Trickster’s Talisman

Rating: Role Player
Anything that costs this little and has the potential to turn into a copy of a powerful creature has my attention. For very little mana investment, you can copy a flyer in the midgame, or if you make something unblockable with Trailblazer’s Boots, Slip Through Space or something similar, you’re copying your best creature for not much of an investment.

True Polymorph

Rating: Role Player
The fact that you can target an artifact is a huge upside here. You can just turn your Signet or artifact land into something much more powerful at instant speed! The only things keeping this from hitting Powerhouse status are the cost and the lack of reliability here. I like how this can help equalize things against decks that ramp hard into a huge creature or two, but six mana is still a lot.

Wizard Class

Rating: Build-Around
This is the kind of card that sends me searching for combos, and of course, they’re not too hard to find.
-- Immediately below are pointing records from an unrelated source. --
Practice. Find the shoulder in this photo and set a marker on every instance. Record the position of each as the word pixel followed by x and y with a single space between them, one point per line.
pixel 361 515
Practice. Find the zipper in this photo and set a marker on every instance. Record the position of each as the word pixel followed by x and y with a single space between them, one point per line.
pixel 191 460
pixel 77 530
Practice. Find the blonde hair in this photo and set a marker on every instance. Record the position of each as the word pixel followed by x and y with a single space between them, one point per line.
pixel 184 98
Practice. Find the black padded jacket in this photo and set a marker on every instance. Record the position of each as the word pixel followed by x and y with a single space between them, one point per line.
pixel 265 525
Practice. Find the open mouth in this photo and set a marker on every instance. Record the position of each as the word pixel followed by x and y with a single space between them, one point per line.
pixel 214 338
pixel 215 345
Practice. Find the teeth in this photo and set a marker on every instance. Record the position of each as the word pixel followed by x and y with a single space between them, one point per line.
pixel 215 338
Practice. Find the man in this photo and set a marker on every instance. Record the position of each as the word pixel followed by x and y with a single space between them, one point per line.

Get this to level three with a Fathom Mage in play and you can draw your deck! There’s plenty of other fun to be had with this one – Sage of Fables comes to mind as well, and that’s just off the top of my head – so you should be able to leverage this with a lot of counter-related cards.

Wizard’s Spellbook

Rating: Powerhouse
Now this is the kind of die rolling card I can get behind. 50 percent of the time, you get to cast something for one. 45 percent of the time, you have to pay full price, and if you’re mindful about your targeting, that’s fine. Of course, it’s that sweet 5 percent that we’re excited about, isn’t it? It’s more powerful the more you’ve gotten to activate the Spellbook, so fill its pages with goodies by untapping and reusing it as much as you possibly can. I can’t wait to build Twiddle Storm-style nonsense around this card.